You will be paying more for electricity you do not have from April 1 after the energy regulator granted embattled power utility Eskom a staggering 18.65% tariff increase yesterday, much to the dismay of hard-pressed consumers.
National Energy Regulator of SA (Nersa) announced it had reached a decision to grant Eskom an 18.65% increase for its 2023/2024 financial year. Eskom was also granted a 12.74% increase for the 2024/2025 financial year. This year’s increase, according to energy expert Ted Blom, will cost an additional R200 to R400 a month on electricity bills depending on where you live.
Eskom-supplied customers will be the first to feel the pinch on April 1, while municipal supplied users will wait until councils approve their tariff increases.
The cash-strapped power utility, which ramped-up load-shedding to stage 6 this week, had applied to the regulator for a 32% increase last year.
The regulator said its decision sought to balance the needs of Eskom and consumers.
The increase in electricity prices is likely to add salt to the wound of consumers who have been hit by increases in fuel prices, food inflation, interest rate hikes and high levels of unemployment.
Last year, the regulator approved a 9.61% increase for Eskom at the time when the country was faced with low economic growth as it was coming out of the Covid-19 pandemic.
SA Federation of Trade Unions general secretary Zwelinzima Vavi said the increase was disastrous for workers.
“We are being pounded to death here.

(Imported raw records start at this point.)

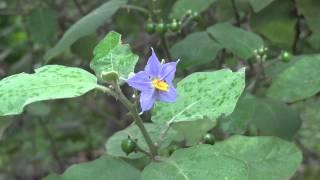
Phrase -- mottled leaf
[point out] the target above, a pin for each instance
(240, 42)
(239, 157)
(105, 167)
(48, 82)
(110, 55)
(202, 95)
(290, 85)
(85, 26)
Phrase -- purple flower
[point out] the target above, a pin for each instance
(155, 82)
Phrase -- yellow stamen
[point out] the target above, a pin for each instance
(160, 85)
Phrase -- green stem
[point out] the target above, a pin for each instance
(137, 8)
(118, 94)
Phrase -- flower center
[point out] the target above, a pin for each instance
(160, 85)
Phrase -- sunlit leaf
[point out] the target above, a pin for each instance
(48, 82)
(239, 157)
(85, 26)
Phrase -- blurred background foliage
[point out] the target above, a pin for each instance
(50, 136)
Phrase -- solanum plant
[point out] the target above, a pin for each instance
(197, 100)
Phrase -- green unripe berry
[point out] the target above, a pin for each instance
(208, 139)
(110, 76)
(128, 146)
(174, 26)
(285, 56)
(195, 16)
(161, 28)
(150, 28)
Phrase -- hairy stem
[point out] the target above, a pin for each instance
(118, 94)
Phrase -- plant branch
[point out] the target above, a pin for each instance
(165, 46)
(137, 119)
(137, 8)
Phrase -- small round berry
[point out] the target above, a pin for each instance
(128, 146)
(208, 139)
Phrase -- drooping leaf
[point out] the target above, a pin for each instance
(202, 95)
(290, 85)
(237, 122)
(110, 55)
(270, 117)
(85, 26)
(105, 167)
(42, 25)
(182, 6)
(309, 134)
(240, 42)
(113, 145)
(206, 49)
(258, 5)
(275, 118)
(276, 24)
(48, 82)
(239, 157)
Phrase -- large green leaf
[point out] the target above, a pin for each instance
(110, 55)
(298, 81)
(205, 52)
(258, 5)
(275, 118)
(85, 26)
(113, 145)
(276, 24)
(243, 158)
(200, 162)
(182, 6)
(240, 42)
(309, 134)
(48, 82)
(42, 25)
(202, 95)
(106, 167)
(237, 122)
(270, 117)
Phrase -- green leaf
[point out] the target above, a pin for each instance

There are also escalating food prices and petrol prices that are still above R23 a litre. We cannot cope. Eskom’s increases since 2007 have been more than 500%. What have we got from that? More load-shedding. If there was a direct link between 18% and the miracle that we get out of load-shedding and we get our lives back, I will say maybe we need to take this on the chin. This is no guarantee that we will have electricity back. It is an assault on living standards.
“People must now choose — do you keep your house in order to pay electricity, do you let go of your car, do you go from having two meals a day to one meal a day to survive,” said Vavi.
Cosatu national spokesperson Sizwe Pamla said the tariff increase was unacceptable.
“If you look at the cost of living and inflation, the supply of electricity is unreliable. It is unacceptable for the increase to be granted. Eskom has not given us any guarantee of reliable power supply. They collect money without providing services.
“Stagnant wages of the employed and social grants are not keeping up with costs of living. This means that many families will be left with a choice of whether to buy food or electricity,” he said.
ActionSA leader Herman Mashaba said: “A feasible solution has to be pursued because the South African ratepayer cannot continue to pay for historical and persistent mismanagement of our power utility. We have now been besieged by load-shedding for 14 years with the situation getting progressively worse as we are forced to live with de facto semi-permanent rolling blackouts. The current situation is untenable.”